We were so lucky this past week with the weather in Vermont.  The skies were blue, air was warm and balmy and the sun was beaming.  Along with my folks we took an afternoon tour of a family run organic farm.  I truly understand now what commitment is and means to these amazingly hard working people and am so thankful for what they provide to us.

The very lovely and hospitable proprietor, Amy, showed us around the farm explaining the process from beginning to end.  We were also able to sample a few fresh items along the way and even take some home with us for dinner later!

If you ever find yourself in Waitsfield Vermont, go and check out this wonderful farm.



Preferred mode of transportation on the farm!

Dinner at Don and Gia's!

Oct. 17, 2021

What on the menu for dinner

Fresh carrots from the farm along with scallops and plenty of fresh herbs.

Pan seared Scallops with dill, lemon and wild mushrooms.


Makes 4 servings

1 pound scallops

2 tablespoons olive oil

2 tablespoons unsalted butter

1 tablespoon minced garlic

2 tablespoons lemon juice

1 teaspoon lemon zest

1 tablespoon dijon mustard

¼ cup of heavy cream

2 teaspoon chopped dill

2 small shallots minced and sautéed

Black pepper (as needed for seasoning)


Simple and easy explanation…………

Cook down all the ingredients, minus the scallops, in one pan, let bubble and reduce. 

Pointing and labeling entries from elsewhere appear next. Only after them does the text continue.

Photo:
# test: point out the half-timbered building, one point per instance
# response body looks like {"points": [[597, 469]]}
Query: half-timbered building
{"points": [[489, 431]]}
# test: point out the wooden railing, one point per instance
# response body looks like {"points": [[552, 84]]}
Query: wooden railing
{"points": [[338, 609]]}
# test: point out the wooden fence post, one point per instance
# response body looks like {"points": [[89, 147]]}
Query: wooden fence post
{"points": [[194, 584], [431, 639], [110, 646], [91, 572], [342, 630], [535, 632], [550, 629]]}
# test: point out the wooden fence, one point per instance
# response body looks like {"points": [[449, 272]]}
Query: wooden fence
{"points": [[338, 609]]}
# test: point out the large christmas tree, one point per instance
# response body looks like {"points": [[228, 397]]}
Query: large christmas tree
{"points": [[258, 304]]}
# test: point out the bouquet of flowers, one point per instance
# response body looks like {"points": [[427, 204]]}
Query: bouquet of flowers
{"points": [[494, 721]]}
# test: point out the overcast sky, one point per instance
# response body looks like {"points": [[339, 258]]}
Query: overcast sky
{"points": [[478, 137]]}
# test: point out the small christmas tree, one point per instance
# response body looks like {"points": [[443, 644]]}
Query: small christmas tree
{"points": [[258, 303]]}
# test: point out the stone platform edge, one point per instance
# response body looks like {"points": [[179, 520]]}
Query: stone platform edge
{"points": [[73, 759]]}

Separately sear the scallops in a cast iron skillet, 2 minutes a side. 

Pour sauce over your cooked couscous, place your scallops on top, sprinkle with dill and serve.


Never overcook your scallops!

The colors of freshness!

Moooooving along through the farm!

OK, so they were not moving, but it was still fun to sit in the little cows and pretend.